Le ministre de la Santé du Québec, Christian Dubé, devrait avoir mardi l’avis des experts qui recommanderont d’offrir ou non le vaccin d’AstraZeneca aux moins de 55 ans.

Une fiole du vaccin AstraZeneca.

© Jens Schlueter/Getty Images Une fiole du vaccin AstraZeneca.

Les gouvernements de l’Ontario et de l’Alberta ont décidé de rendre le vaccin d’AstraZeneca disponible aux 40 ans et plus. Étant donné la hausse importante du nombre de cas dans ces provinces, les experts jugent que les bénéfices de la vaccination des personnes plus jeunes sont plus grands que les inconvénients.

Le Comité sur l’immunisation du Québec doit faire la même analyse.

«Le ministère nous a demandé la semaine dernière d’évaluer ça. On a notre rencontre demain après-midi. On devrait pouvoir donner la réponse à ce moment-là», affirme un des membres du Comité, médecin-épidémiologiste à l’Institut national de santé publique du Québec et professeur en épidémiologie à l’Université Laval, Gaston De Serres.
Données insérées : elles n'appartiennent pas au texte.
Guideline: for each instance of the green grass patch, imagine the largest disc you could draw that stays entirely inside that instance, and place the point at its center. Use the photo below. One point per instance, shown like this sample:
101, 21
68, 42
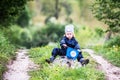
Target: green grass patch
50, 72
112, 54
7, 52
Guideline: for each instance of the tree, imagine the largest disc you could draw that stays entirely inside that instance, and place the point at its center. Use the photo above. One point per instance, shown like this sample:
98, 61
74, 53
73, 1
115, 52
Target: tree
10, 10
108, 11
52, 8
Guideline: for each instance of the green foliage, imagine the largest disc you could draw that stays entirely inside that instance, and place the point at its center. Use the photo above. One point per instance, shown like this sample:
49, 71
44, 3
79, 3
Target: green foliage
53, 72
108, 11
6, 51
99, 31
10, 10
85, 36
48, 7
115, 41
112, 54
23, 19
33, 36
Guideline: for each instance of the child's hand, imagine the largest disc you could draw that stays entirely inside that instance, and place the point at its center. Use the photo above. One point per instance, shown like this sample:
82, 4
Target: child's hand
65, 46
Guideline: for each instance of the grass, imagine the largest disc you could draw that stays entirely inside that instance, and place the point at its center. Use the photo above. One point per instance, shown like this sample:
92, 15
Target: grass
6, 52
50, 72
112, 54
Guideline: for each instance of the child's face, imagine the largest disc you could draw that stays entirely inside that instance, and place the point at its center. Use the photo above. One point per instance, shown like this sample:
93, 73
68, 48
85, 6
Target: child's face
69, 35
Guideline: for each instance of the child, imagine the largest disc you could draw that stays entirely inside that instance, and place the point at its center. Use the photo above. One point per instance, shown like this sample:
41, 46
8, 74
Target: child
68, 41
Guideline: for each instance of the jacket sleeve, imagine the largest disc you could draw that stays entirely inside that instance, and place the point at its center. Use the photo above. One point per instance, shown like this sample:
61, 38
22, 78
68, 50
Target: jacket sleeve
62, 42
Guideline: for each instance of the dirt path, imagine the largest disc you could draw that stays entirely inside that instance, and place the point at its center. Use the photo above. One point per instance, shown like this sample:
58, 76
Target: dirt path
112, 72
17, 70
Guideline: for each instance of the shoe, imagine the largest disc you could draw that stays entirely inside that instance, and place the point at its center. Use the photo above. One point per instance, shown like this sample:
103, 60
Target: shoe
85, 62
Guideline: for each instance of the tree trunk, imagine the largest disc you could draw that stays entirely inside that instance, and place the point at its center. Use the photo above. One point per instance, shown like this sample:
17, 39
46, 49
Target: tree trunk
108, 36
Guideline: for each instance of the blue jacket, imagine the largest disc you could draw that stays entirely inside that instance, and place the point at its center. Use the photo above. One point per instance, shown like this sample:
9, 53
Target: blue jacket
70, 43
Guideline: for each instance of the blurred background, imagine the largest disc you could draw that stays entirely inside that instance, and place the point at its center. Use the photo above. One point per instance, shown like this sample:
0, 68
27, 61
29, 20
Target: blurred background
42, 22
39, 25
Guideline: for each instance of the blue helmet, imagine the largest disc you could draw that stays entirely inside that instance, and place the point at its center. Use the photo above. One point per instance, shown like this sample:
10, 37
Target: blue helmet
72, 53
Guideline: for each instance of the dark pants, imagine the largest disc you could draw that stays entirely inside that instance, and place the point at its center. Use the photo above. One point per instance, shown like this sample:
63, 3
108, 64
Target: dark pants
62, 52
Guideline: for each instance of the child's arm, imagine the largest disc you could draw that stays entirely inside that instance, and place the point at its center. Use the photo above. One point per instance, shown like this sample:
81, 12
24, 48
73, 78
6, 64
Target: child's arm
63, 43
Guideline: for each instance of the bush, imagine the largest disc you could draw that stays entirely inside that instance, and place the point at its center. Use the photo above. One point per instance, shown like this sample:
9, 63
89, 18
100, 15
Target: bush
115, 41
53, 72
50, 33
6, 52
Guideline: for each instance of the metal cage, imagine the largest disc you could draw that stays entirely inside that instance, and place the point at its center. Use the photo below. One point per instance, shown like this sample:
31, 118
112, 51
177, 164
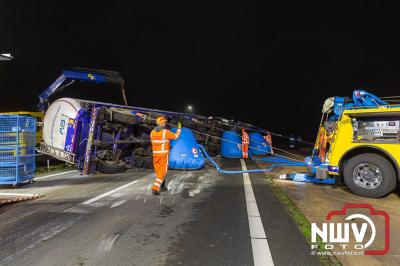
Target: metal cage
17, 148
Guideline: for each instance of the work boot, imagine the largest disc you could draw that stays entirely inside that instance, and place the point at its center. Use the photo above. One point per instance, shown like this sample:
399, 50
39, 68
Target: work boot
163, 187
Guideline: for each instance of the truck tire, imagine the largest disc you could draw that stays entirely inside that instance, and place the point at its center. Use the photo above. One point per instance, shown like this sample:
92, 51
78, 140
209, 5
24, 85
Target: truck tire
109, 167
369, 175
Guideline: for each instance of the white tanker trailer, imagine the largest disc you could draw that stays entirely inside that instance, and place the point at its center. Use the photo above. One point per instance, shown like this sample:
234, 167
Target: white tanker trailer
108, 137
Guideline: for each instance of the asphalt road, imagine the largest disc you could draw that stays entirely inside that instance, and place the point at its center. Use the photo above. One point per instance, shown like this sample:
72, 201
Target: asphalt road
203, 219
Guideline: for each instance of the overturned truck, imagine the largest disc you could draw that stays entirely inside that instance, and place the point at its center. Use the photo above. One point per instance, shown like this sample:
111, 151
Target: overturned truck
110, 138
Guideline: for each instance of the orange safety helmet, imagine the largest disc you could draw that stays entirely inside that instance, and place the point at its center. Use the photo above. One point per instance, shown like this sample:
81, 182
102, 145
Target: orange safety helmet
160, 120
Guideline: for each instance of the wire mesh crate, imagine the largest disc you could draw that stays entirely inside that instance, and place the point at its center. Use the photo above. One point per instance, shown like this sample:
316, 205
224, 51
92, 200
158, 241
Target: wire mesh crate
17, 149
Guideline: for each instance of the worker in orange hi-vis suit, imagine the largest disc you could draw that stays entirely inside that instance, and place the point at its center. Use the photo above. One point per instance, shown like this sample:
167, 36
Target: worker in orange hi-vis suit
268, 138
245, 144
160, 137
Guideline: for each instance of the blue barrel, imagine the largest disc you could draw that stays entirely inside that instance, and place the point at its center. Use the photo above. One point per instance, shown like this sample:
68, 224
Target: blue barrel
184, 153
231, 145
258, 145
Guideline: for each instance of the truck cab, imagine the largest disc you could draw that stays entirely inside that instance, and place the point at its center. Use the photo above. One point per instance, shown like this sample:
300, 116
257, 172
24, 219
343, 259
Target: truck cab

Les experts devront évaluer les coûts et les bénéfices de la vaccination des personnes de moins de 55 ans avec ce vaccin.

Les facteurs à prendre en compte sont nombreux. «Ça peut être de prévenir la maladie, mais c’est plutôt les issues graves comme être hospitalisé, être admis aux soins intensifs qui sont les problèmes les plus sérieux. Comme on parle d’un effet secondaire sérieux, on veut comparer avec des bénéfices qui sont vraiment très importants», a expliqué Gaston De Serres au micro de l’émission Première heure.

Données britanniques

Selon les données de la Grande-Bretagne, le risque de faire une thrombose cérébrale après avoir reçu une dose du vaccin d’AstraZeneca serait d’environ une personne sur 100 000, chez les 40 à 55 ans. Les femmes seraient aussi plus sujettes aux thromboses que les hommes.

Cela serait inférieur au risque de faire une thrombose cérébrale en prenant un anovulant.

Cependant, le problème, selon Gaston De Serres, c’est que les données des autres pays européens ne sont pas disponibles par groupes d’âge. Difficile, donc, de comparer les données de la Grande-Bretagne avec celles des autres pays.

«Un des problèmes qu’on a, c’est que les données européennes, ce qu’on n’a pas facilement, c’est combien de doses ont été données pour avoir ce nombre de problèmes là. Quel est le risque par 100 000 individus vaccinés? On a des données précises qui nous viennent [seulement] de Grande-Bretagne», précise-t-il.

Long terme?

L’autre inconnue, c’est l’effet de la COVID-19 à long terme.

«Parmi les gens qui ont fait la COVID, il y en a un pourcentage non négligeable qui traînent des symptômes pendant des mois. On ne connaît pas encore les conséquences à long terme de cette maladie», mentionne Gaston De Serres.

Le Comité sur l’immunisation du Québec devrait remettre ses recommandations en fin de journée mardi au ministère de la Santé, mais la décision d’offrir ou non le vaccin d’AstraZeneca reviendra au ministre de la Santé, Christian Dubé.